Beitrag von Chlodwig » 10.04.2010, 13:01

Fallbeschreibung:

Einzelturnier, erste Runde. Der Turnierleiter sagt einiges Organisatorisches, weist auf das Handyverbot hin und gibt schließlich die Runde frei.

Spieler X sitzt nicht am Tisch, sondern telefoniert mit seinem Handy außerhalb des Spielsaales im Verpflegungsbereich. Der Schiri im Spielsaal drückt die Uhr am Tisch des Spielers X, der Schwarz hat. Sein Gegenspieler Y macht einen Zug, drückt die Uhr.

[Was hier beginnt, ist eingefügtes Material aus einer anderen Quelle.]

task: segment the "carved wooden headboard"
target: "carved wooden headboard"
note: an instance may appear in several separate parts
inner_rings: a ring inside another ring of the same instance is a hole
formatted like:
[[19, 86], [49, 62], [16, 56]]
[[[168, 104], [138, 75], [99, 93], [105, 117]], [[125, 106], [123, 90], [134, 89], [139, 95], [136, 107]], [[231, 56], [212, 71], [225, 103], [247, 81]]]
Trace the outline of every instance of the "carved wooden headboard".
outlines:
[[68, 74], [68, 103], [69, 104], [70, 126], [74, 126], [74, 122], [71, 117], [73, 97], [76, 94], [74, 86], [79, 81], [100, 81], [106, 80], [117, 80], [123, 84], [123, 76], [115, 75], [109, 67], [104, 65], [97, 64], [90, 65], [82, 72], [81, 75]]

Der Schiri geht nach draußen, sieht wie Spieler X telefoniert. Spieler X bemerkt den Schiri, beendet das Gespräch sofort. Der Schiri erklärt den Verlust der Partie für Spieler X wegen unerlaubten Benutzens des Handys und wertet das Ergebnis 0:1.

Spieler X erhebt den Einwand, er habe ja noch gar nicht am Brett gesessen, DIE PARTIE also noch NICHT ANGETRETEN und für das Turnier gelte eine Karenzzeit (vom übergeordneten Verband festgelegt und auch für dieses Turnier gültig) von 30 Minuten. Er habe also das Recht, seine Partie anzutreten. Das Handyverbot gelte nämlich erst NACH ANTRITT DER PARTIE.

Der Schiri argumentiert anders herum. Die Partie von Spieler X habe begonnen, der Spieler sei im Turniersaal anwesend gewesen, habe damit DIE PARTIE ANGETRETEN und sei daher verpflichtet, die Regeln einzuhalten, was er nicht getan habe. Dem Spieler X müsse klar gewesen sein, dass um diese Uhrzeit, seine Partie gestartet würde.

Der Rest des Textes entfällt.